From inside the kitchen, the landline was ringing. It was like a beacon in the dark. Without thought, I raced toward the sound, desperate to get help. Snake rushed after me as I skidded around the island just as the ringing phone cut off.
He lunged forward and I grabbed the closest thing within reach, the bowl of egg mixture. I threw it, the bowl and all, right at his face. It smacked into his chest, the mixture splattering all over him and then falling to the floor where the glass shattered.
He cursed and I grabbed the phone, skirting around his grabby hands and pressing the number for 9-1-1.
As he slid in the mess I created, I lunged around him, desperate to get to the open front door.
I almost made it.
He caught the hem of my shirt and yanked. My foot caught on some of the spilled eggs on the floor and I went flying, landing hard on my butt.
I gasped, the wind whooshing from my lungs, and my arm groaned from the impact of the fall. The phone flew out of my hand and skidded across the tile just as the operator picked up the line.
“Help!” I screamed. “Help me!”
Snake jumped on me. He looked like some kind of swamp monster with the orange-colored goop all over his face and dripping down the front of his shirt. A gun appeared in his hand, and I struggled anew, slapping at him with my free arm and kicking my legs.
He reached back and slapped me hard across the face. My cheek stung and my eyes watered from the assault. I blinked, desperately willing away the pain when he held the gun down, leveling right at my head.
“Any last words?” he said, giving me a psychotic grin.
Beneath my arm I felt the jagged edge of a piece of the shattered bowl. I wrapped my fingers around it and, with a battle cry, launched myself up and off the floor, swinging my arm around and catching him in the face.
He screamed and dropped the gun, slapping his hand over the cut, which was now oozing blood. I bucked him off and scrambled to get up, slipping a little in the mess but managing to make it to my feet.
At the same time, both of us saw the gun lying there between us. We dove at it, but he was faster, closing his hand around the barrel.
To hell with this.
I slammed the heel of my hand down on his head, knocking his forehead into the floor, and then took off running toward the front of the house.
“Taylor!” Brody bellowed, and just the sound of his voice from out in the yard was enough to make tears blur my vision.
“Brody!” I screamed, running toward the sound of his voice. “He has a gun!”

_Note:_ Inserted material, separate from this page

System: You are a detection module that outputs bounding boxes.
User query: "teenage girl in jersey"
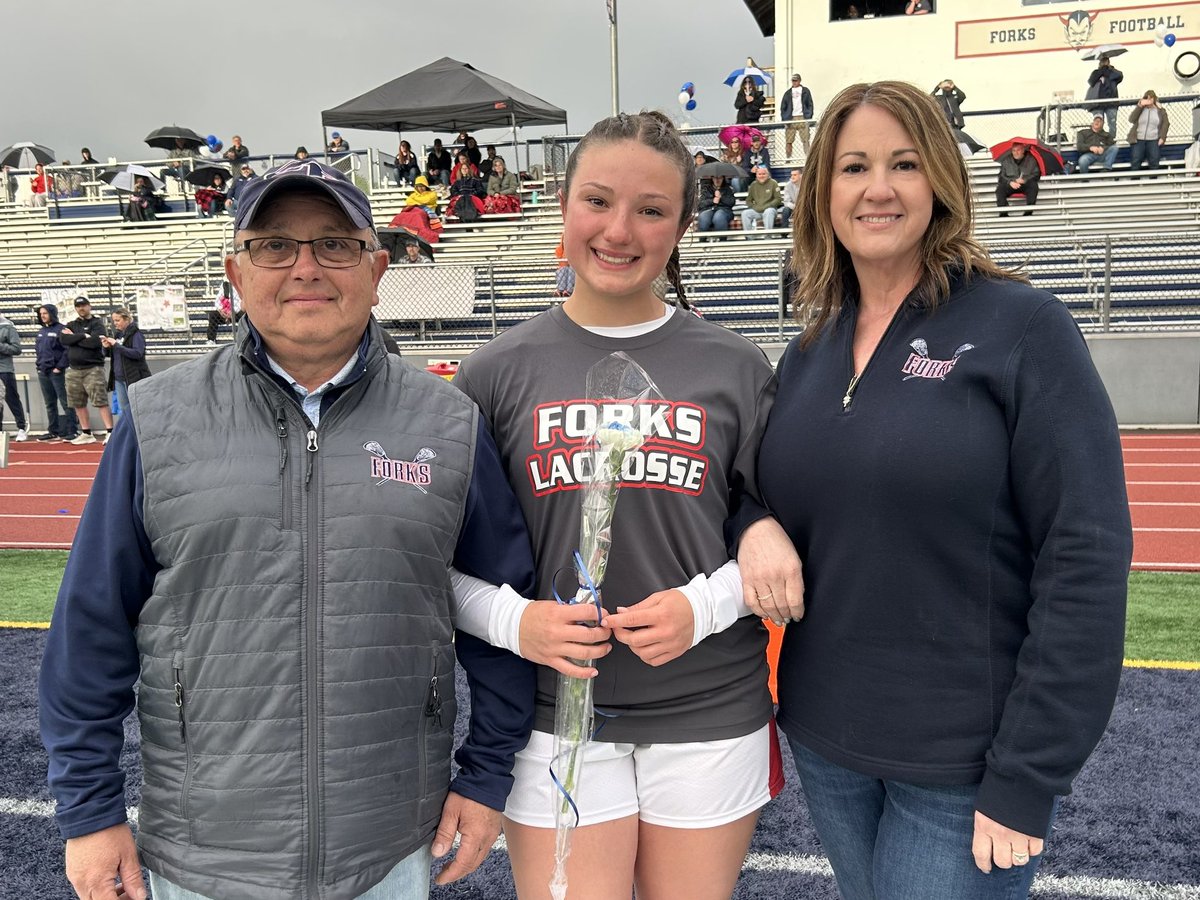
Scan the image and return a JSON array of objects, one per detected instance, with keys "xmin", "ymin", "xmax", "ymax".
[{"xmin": 456, "ymin": 113, "xmax": 798, "ymax": 900}]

I heard some sounds behind me. I knew Snake would be taking aim in mere seconds, but I kept on running, moving as fast as my feet would let me.
Brody appeared in the doorway, his face wild with fear and his eyes like huge dark saucers. When he saw me, he burst into action, rushing into the house, reaching for me.
So close.
He was just so close.
The last thing I saw was him literally throwing himself into the air at me.

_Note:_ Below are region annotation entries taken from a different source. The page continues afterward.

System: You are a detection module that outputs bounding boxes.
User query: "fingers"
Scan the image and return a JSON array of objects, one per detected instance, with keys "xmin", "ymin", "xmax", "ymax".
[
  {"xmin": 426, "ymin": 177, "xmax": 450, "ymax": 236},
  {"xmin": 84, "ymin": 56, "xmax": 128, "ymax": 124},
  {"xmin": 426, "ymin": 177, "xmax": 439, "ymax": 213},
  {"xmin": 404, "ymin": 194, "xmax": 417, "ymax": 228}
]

The last sound I heard was the explosion of a gun.
23
Brody
Pulling up to the house and seeing the light from the inside spill out across the front porch from the open door was scary.

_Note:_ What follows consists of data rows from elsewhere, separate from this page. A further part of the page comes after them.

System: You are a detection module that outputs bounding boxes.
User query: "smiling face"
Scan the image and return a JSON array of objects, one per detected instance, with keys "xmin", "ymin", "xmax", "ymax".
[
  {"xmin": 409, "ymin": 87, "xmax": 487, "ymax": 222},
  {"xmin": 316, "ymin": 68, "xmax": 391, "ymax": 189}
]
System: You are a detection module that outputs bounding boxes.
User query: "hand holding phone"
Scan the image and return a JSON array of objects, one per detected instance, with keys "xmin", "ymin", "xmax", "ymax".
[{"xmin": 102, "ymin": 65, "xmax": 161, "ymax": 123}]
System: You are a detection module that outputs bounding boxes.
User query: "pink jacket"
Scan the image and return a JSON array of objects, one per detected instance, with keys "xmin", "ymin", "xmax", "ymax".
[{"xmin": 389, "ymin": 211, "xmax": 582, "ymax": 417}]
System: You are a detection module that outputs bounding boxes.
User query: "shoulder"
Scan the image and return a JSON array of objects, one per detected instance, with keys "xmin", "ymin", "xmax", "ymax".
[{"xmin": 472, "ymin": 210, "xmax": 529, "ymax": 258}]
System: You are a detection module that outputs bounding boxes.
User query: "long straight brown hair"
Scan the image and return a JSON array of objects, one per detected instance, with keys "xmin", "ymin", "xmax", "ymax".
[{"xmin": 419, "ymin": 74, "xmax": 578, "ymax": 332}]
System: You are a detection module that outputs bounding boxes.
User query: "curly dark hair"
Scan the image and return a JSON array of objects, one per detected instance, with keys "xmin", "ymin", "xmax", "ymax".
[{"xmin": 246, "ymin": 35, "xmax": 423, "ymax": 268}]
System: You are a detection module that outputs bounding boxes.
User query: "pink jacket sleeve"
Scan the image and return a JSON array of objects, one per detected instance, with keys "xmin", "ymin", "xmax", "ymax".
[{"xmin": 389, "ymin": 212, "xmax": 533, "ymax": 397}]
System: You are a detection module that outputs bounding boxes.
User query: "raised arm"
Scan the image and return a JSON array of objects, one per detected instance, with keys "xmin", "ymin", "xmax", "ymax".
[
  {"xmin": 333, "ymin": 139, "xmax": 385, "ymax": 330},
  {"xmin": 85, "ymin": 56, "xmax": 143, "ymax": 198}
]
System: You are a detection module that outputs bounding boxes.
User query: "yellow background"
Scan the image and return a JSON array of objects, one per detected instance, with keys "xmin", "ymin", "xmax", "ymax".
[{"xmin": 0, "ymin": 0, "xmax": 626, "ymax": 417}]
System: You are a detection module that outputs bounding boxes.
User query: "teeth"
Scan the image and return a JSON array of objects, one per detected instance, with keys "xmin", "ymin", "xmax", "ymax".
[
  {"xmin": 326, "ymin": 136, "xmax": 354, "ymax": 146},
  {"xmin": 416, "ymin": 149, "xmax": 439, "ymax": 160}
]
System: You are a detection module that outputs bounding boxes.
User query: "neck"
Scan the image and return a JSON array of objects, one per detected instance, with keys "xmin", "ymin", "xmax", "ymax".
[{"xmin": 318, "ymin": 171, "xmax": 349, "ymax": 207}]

Hearing her scream my name shaved about ten years off my life.
All I knew was that something bad was happening, she was covered in something wet and sticky, and the fear on her face was one of the realest things I’d ever seen.
When Snake appeared in the hallway behind her, brandishing a gun, my heart nearly stopped in my chest. I was still too far away. It seemed like the distance between us was miles.
Snake lifted the gun and pulled the trigger.
I leapt, launching myself off the floor and jumping at her.
On my way down, I wrapped my arms around her body and rolled, trying to take the impact of the fall. We hit the side of the wall and slid down. I rolled, pinning her beneath me and lifting my arm, which was also brandishing a gun.
I squeezed off two shots in rapid succession, and then the room fell into absolute silence.
Only after I saw Snake lying on the ground, twitching, did I lower my weapon. But even still, I didn’t trust him. I pushed off the floor and reached for Taylor, who was shaking uncontrollably. She was covered in something and it made me frantic.
“What happened?” I asked, running my hands all over her body, looking for bullet wounds. The shot Snake fired just moments before hit the wall just above us, but that didn’t mean he hadn’t shot her before I got here. “What the hell is all over you?”
“It’s eggs,” she said, a hysterical laugh bubbling up from her throat.
“Eggs?” I asked, glancing back at Snake, who was bleeding on the floor. He appeared to be unconscious, but I wouldn’t believe that until I walked over there and kicked him.
“I was making you French toast.” She laughed again, her body still shivering.